Recent increases in extreme events which have included hail, floods, droughts and heat waves have shown that the City of Tshwane is experiencing the impacts of climate changes and climate variability. These have been costly to the City, both in terms of human and financial resources. Climate change over Tshwane is thus a reality.
The City of Tshwane is also responsible for infrastructure and service delivery business areas that are sensitive to climate change. It is thus important to understand the long-term consequences of decisions for communities and sectors with the City of Tshwane.
The City will be expected to cope with the ongoing variability in the Climate System as well as changes that are expected to occur in the future. This is in line with the first outcome of Vision 2055 – towards a “resilient and resource-efficient city with the ability to absorb shocks and changes within the global context”, with the first decade focusing on continued provision of basic services, and the development of enabling policies to achieve the long term outcomes.

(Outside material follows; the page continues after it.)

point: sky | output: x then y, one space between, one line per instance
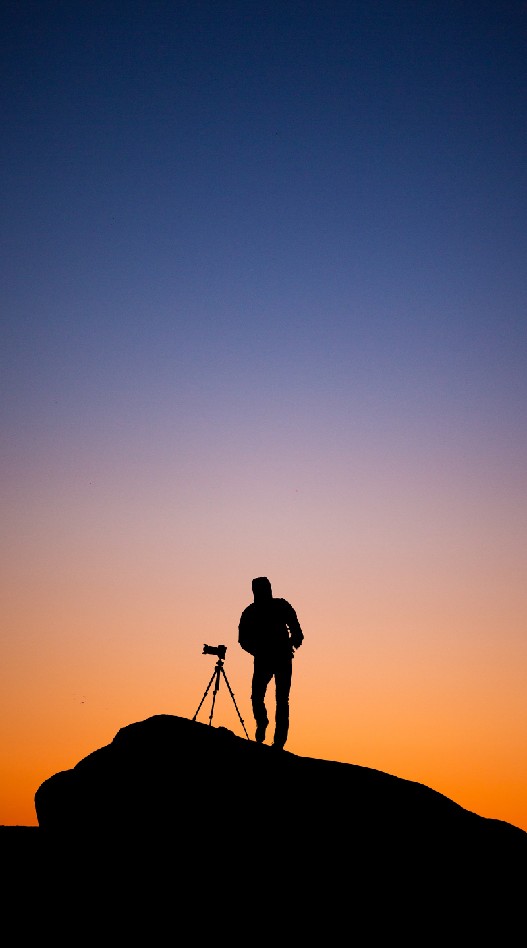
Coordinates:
264 300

Research continues to show that climate change and climate variability are some of the greatest threats to sustainable development. It is therefore crucial that actions aimed at adaptation and mitigation is developed to anticipate risks and increase resilience.

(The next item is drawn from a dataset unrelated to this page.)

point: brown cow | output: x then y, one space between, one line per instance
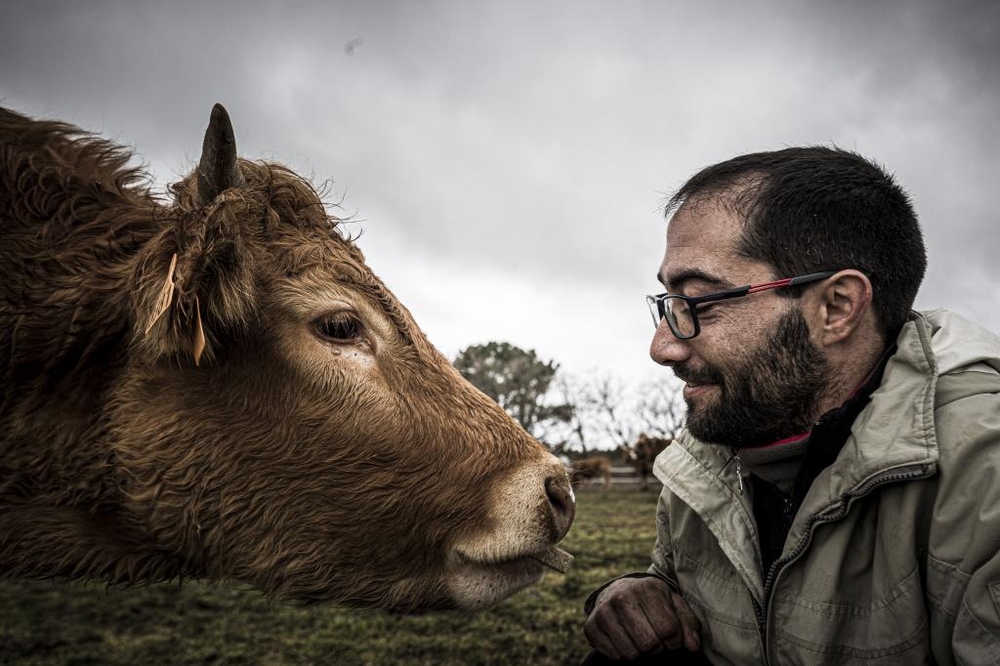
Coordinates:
221 388
593 467
642 455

Over the last 50 years, temperatures have been rising at a rate of about 2 degrees Celsius per century. Today’s winters in Tshwane are already about 2 degrees Celsius warmer than the winters of a century ago. Drastic rises in temperature are projected for Tshwane under low mitigation (high emission) scenarios during the 21st century.

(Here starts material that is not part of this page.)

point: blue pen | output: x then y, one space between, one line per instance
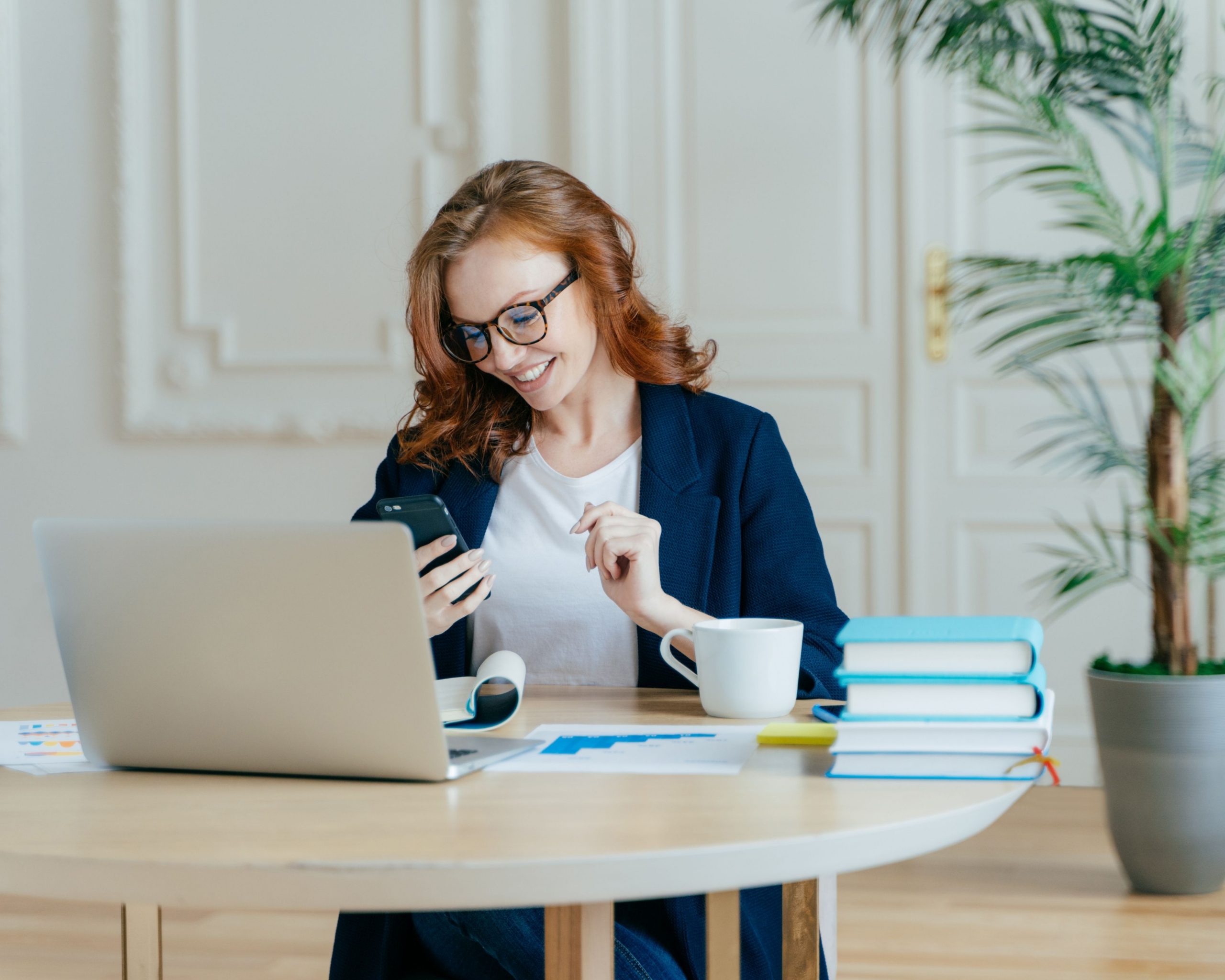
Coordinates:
823 714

An increase of more than 5 degrees Celsius (compared to present day climate) in annual average temperature is plausible by the end of the century. Mid-century increases are plausible to be in order of 3 degrees Celsius. Projections also indicate that it is plausible for the Tshwane region to become generally drier under climate change.
Projections indicate that the following extreme weather events are likely to increase frequency over Tshwane :
– intense thunderstorms,
– heat waves,
– high fire danger and
– dry spells
The annual number of days with frost is likely to decrease over Tshwane in a changing climate as the region becomes warmer, These changes in weather and climate often negatively affect :
– Fresh water ecosystems
– Human health and
– Social economic development.
It is anticipated for example that increases in temperature and reduced rainfall is likely to result in water stress for crops and animals. This is also likely to affect the hydrological cycle due to increased evaporation and evapotranspiration and the groundwater sources are also likely to be affected though more research on this still needs to be done (IPSS, 2014). However changes in the hydrological cycle for example affect the quality and quantity of water available which can strain social and economic activities which need water. It is therefore important to highlight this relationship between climate change and development such that as local governments strive for sustainable development they should also try to build their resilience, reduce risk and climate proof their infrastructure.
Some of the socio-economic risks include :
– Flooding in formal and informal settlements situated below flood lines (Mamelodi West, Region 3 and 5)
– Road closures due to flooding (all regions)
– Damage to bridges (Region 4)
– Damage to roofs, cars, properties due to hail storms (especially Region 1 and 6)
– Sink holes Region 4 (Centurion)
– Challenges experienced by chiefs in tribal areas to address land invasion resulting from loopholes in pieces of current legislation (tribal areas)
– The health status of the regions, based on available clinic data from 2012, showed that region 1 was the worst off as far as diarrhoea with dehydration and severe malnutrition in children under 5, and the first time visits for a mental disorder (all ages) are concerned. Region 5 had the highest levels of new cases of sexually transmitted diseases and HIV.
Environmental risks include :
– Flooding of parks and recreation areas
– Biodiversity threats from alien invasive species
– Clinically threatened, endangered and Vulnerable ecosystems
– Two biomes at risk: Savannah (north) and grassland (south). These biomes are vulnerable to fires and mostly have vulnerable, endangered and critically endangered ecosystems
– Soil erosion
– Surface and groundwater pollution (high water tables)
– Air pollution
– Wild fires, especially grassland biomes
27 June 2014
By harvesting rainwater you reduce the risk of flooding around your house / area. The harvested water in the water tanks can then be used either for irrigation or household use.